For the first time, an assessment report of the Intergovernmental Panel on Climate Change (IPCC) will be widely judged more for what it says about the IPCC than for what it says about the climate. Its 2007 predecessor bombed during the 2009 Copenhagen climate conference as a number of errors came to light. “The mistakes all appear to have gone in the direction of making it seem like climate change is more serious by overstating the impact,” Bob Watson, a former IPCC chairman, conceded. “That is worrying.”
The IPCC fifth assessment report is being published in the run-up to the Paris climate conference in 2015, when the governments of the world are meant to do what they signally failed to do at Copenhagen: agree. Advertised as summaries of scientific knowledge, IPCC reports — note that the “I” stands for “intergovernmental” — are subject to review by governments and by scientists, many of them employed by governments, making the reports politico-scientific documents.

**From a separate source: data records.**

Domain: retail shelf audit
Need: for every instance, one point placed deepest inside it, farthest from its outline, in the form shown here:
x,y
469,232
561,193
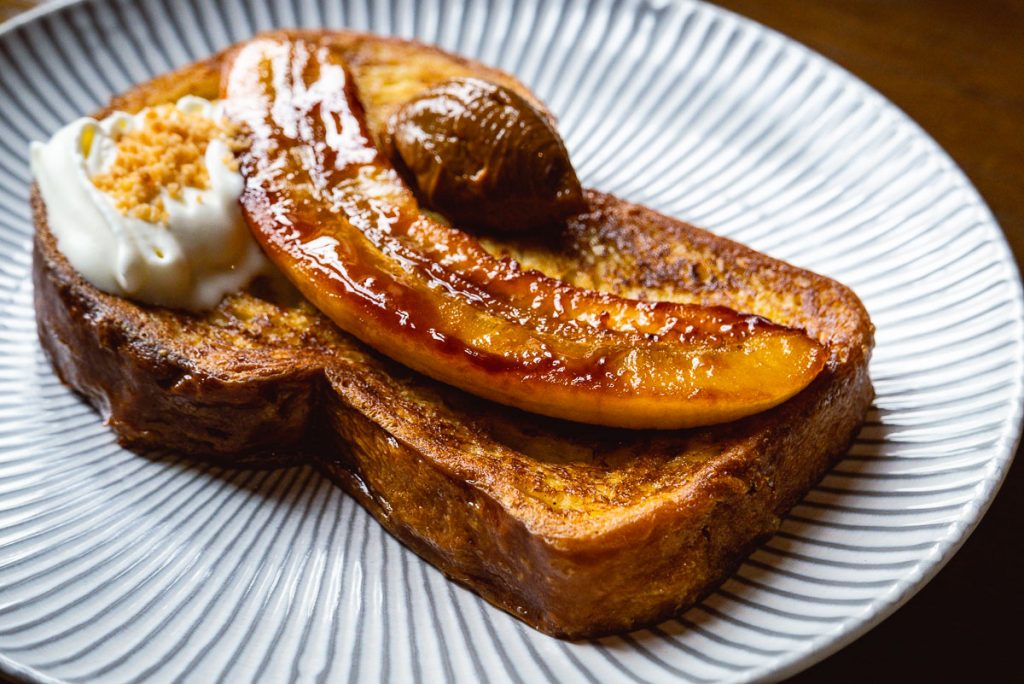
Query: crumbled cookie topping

Their function is to serve as canonical texts for global-warming orthodoxy, providing an updated climate-change catechism for its followers. Writing in the Times of London last week, the current chief scientific adviser to the British government and his three predecessors stated that the IPCC will present “even greater confidence” that the climate is warming as a result of human activities. Only, as the rest of the world knows, observed temperatures haven’t risen for at least a decade and a half.
Climate scientist Judith Curry of Georgia Tech has described the IPCC’s position as “incomprehensible.” The IPCC has increased its confidence in attributing the cause of global warming to greenhouse gases when there has been less warming and more greenhouse gases.